6.3.2 Multiple exposure
With regard to simultaneous exposure to multiple frequency fields, it is important to identify multiple sources of exposure or simultaneous exposure to multiple frequency fields and to use appropriate methods of assessment, measurement and/or calculation capable of analysing the characteristics of the waveforms and nature of biological interactions (see flowcharts in Figures 1 to 3 and Annex A). Once identified, the combination of different frequency components should be carried out separately for thermal effects and electrical stimulation. The formulae in Annex A apply to the relevant frequencies under practical exposure situations and shall be used to establish compliance to the action levels or exposure limit values for all the frequencies together.
6.3.3 Polarization
To take in account the polarization and the incidence of signals, the field should be evaluated isotropically. If probes with a single sensor element responding only to one field component are used, they should be oriented to read the maximum value, or should be aligned in three mutually orthogonal directions to measure separately the spatial components of the field.
If spatial averaging is carried out, then a minimum of 3 measurement points shall be used (one point of these points shall be a maximum). However, where a source is localized within a distance of a few centimetres from the body, simple averaging may not be adequate to ensure compliance with local exposure limit values and so additional dosimetry is needed.

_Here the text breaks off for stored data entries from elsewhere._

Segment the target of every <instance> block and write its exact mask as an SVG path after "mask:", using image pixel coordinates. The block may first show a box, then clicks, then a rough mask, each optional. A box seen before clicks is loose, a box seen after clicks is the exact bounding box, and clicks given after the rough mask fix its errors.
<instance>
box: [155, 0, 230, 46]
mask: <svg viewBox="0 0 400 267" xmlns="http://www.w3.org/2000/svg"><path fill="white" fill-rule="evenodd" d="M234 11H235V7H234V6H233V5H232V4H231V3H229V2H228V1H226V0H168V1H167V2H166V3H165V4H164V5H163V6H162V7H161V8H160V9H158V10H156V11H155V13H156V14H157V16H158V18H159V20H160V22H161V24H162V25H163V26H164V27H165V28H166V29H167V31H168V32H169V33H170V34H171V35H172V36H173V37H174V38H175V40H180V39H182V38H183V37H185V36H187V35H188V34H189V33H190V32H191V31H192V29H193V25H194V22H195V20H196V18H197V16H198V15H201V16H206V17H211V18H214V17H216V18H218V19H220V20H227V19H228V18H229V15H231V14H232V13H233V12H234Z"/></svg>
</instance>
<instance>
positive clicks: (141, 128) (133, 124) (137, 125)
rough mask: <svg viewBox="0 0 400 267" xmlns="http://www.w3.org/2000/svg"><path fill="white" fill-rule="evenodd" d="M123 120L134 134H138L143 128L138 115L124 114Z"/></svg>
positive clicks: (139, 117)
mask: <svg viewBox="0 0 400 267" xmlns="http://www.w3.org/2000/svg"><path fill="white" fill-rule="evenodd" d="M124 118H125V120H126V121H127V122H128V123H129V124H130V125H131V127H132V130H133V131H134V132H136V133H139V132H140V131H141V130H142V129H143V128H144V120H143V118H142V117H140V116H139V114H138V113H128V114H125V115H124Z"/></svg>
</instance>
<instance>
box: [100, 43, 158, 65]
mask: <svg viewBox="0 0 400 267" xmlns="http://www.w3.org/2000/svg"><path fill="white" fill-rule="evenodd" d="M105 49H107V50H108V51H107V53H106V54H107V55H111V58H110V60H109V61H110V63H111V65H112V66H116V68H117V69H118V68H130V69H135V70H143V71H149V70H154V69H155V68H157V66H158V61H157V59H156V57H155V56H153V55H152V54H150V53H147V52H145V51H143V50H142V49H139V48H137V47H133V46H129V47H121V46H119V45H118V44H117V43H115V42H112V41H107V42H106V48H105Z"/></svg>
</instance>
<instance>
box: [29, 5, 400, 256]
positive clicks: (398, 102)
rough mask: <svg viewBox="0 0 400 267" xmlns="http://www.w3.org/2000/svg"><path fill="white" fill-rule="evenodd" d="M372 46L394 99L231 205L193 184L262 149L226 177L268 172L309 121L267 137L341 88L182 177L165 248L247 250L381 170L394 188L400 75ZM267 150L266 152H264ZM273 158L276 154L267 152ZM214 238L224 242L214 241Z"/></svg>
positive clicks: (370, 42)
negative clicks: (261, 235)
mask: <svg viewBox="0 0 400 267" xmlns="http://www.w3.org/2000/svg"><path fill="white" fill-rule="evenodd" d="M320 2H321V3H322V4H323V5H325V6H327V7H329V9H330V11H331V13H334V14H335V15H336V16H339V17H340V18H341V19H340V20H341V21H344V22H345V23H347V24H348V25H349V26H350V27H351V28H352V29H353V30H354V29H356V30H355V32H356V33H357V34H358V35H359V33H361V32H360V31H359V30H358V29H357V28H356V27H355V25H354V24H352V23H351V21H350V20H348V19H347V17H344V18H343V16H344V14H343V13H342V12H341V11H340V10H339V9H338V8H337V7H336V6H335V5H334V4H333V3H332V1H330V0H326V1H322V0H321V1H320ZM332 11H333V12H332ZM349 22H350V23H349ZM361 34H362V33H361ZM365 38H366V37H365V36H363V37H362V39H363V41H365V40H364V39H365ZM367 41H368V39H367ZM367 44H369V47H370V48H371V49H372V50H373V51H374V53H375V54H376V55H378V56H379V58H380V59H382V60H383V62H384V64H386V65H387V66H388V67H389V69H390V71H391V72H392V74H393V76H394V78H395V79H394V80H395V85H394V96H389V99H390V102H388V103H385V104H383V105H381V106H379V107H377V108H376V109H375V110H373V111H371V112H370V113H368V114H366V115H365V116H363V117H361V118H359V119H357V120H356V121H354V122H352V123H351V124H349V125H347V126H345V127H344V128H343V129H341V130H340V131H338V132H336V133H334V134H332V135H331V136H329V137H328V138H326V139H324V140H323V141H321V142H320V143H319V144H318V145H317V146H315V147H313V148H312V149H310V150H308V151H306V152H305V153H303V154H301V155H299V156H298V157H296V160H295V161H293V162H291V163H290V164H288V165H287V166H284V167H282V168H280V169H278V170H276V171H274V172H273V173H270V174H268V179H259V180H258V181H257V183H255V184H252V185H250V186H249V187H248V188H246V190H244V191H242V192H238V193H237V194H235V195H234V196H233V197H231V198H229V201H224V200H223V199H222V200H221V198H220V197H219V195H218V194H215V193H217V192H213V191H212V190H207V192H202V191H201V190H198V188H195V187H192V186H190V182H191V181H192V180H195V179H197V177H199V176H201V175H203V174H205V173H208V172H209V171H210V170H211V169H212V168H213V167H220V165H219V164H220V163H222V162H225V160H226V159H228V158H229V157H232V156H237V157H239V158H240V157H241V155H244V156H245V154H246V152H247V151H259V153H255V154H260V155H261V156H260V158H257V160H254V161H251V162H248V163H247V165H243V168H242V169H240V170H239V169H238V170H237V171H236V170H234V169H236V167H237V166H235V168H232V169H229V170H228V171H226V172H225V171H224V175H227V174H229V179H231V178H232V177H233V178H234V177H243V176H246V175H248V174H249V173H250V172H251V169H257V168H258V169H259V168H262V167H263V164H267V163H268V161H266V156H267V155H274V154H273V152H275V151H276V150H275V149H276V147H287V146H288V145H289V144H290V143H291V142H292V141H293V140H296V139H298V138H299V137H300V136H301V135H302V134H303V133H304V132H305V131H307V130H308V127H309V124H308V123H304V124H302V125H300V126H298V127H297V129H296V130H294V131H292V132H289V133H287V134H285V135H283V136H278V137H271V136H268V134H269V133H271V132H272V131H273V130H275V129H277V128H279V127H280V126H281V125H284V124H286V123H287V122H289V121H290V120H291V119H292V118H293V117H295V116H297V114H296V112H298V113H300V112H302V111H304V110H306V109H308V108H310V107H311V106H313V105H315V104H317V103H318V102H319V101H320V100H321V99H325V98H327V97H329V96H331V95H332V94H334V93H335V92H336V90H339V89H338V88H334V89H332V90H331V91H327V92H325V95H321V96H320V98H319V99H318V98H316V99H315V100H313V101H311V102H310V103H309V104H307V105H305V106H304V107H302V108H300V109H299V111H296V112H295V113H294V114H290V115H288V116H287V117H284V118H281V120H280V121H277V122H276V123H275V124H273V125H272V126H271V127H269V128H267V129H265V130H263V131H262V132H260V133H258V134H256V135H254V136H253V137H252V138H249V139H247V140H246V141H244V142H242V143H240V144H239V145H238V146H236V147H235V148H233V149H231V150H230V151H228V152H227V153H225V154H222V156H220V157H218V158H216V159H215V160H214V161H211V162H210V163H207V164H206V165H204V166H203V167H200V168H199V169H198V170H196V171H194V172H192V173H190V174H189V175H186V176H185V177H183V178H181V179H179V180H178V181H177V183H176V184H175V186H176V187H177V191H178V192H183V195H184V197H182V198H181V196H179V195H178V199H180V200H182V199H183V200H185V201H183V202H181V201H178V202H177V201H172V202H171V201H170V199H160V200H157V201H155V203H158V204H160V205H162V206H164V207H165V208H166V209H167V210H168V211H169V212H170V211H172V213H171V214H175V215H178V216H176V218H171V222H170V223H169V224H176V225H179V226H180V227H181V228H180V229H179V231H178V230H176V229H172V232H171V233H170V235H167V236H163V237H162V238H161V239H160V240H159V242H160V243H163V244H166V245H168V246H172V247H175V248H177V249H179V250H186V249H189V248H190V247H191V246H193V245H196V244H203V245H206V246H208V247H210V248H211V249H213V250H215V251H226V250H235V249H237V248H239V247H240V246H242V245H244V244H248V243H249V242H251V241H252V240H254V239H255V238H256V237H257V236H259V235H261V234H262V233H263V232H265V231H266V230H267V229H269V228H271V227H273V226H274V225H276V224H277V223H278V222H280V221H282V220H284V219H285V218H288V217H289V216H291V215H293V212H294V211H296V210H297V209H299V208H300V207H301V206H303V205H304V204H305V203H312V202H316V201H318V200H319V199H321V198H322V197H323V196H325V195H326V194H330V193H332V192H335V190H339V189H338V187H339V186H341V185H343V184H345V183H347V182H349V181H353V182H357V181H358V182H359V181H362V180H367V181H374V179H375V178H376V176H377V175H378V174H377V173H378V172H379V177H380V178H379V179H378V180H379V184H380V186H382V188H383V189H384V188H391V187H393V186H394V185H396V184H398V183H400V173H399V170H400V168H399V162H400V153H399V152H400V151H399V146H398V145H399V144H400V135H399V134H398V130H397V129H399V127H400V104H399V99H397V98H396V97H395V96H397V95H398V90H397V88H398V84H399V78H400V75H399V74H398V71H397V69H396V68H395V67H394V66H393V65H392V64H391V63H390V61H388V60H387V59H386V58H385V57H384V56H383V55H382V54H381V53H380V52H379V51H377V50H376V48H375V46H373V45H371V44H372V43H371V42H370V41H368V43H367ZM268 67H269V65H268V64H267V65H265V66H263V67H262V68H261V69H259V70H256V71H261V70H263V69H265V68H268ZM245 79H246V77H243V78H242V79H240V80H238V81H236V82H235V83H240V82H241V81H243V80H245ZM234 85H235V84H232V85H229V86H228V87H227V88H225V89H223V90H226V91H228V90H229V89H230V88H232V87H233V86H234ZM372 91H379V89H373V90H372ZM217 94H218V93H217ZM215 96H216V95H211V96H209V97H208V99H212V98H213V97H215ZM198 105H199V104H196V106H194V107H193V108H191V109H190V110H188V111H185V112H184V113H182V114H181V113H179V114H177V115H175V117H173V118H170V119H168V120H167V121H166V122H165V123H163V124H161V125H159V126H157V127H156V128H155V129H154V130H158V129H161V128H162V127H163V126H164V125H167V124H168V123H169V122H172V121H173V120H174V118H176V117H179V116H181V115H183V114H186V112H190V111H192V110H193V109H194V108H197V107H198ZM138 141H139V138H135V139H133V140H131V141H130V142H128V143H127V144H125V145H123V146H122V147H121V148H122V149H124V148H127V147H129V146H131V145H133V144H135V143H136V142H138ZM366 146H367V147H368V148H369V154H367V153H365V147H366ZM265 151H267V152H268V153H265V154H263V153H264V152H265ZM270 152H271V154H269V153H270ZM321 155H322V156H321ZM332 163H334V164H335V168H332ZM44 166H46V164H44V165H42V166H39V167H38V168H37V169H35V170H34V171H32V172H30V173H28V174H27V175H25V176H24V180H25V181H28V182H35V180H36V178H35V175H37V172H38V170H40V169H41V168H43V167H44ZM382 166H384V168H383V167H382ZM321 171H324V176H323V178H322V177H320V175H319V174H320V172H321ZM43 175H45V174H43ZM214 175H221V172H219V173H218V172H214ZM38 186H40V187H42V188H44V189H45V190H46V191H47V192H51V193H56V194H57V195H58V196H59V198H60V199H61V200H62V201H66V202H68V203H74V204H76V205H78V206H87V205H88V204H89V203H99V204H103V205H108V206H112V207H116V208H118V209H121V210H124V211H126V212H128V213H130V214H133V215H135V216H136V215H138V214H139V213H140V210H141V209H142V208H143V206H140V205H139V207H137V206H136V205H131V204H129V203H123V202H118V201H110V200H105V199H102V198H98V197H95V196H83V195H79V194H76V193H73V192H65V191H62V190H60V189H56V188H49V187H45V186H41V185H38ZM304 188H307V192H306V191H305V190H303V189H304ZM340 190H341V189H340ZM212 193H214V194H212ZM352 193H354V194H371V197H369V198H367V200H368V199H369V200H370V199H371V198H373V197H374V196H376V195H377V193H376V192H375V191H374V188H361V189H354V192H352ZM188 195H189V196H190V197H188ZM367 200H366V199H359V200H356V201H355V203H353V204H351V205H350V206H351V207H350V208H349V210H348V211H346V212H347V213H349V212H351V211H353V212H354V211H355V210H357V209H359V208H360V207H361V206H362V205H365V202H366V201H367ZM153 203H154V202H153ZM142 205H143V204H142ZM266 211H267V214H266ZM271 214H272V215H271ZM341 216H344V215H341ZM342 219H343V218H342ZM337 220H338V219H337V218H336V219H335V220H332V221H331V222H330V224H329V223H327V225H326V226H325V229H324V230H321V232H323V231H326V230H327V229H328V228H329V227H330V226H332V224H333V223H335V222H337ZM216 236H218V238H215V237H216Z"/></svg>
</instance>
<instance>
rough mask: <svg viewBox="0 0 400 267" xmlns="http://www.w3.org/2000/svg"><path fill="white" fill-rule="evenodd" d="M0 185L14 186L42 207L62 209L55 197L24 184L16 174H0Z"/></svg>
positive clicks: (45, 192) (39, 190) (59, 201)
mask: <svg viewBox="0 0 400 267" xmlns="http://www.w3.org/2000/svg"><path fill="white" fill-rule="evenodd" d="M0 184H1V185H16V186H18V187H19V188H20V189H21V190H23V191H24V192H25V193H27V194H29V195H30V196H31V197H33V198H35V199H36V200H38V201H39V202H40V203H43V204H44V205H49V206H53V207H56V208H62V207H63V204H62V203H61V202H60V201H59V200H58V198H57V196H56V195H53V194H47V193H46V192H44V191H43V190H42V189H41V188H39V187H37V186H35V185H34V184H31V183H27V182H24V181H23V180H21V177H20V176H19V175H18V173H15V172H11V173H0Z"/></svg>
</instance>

Time equivalent averaging
Spatial averaging in a typical situation such as an FMTV mast, where a worker is moving in an EMF produced by a constant intensity source, can be considered to be equivalent to time averaging on a stationary worker from a source whose intensity varies with time. The length of the averaging path is given by the product of the averaging time, (6 min), and the velocity of movement of the worker along that path. An assessment of the appropriate speed needs to be made, considering the type of mast.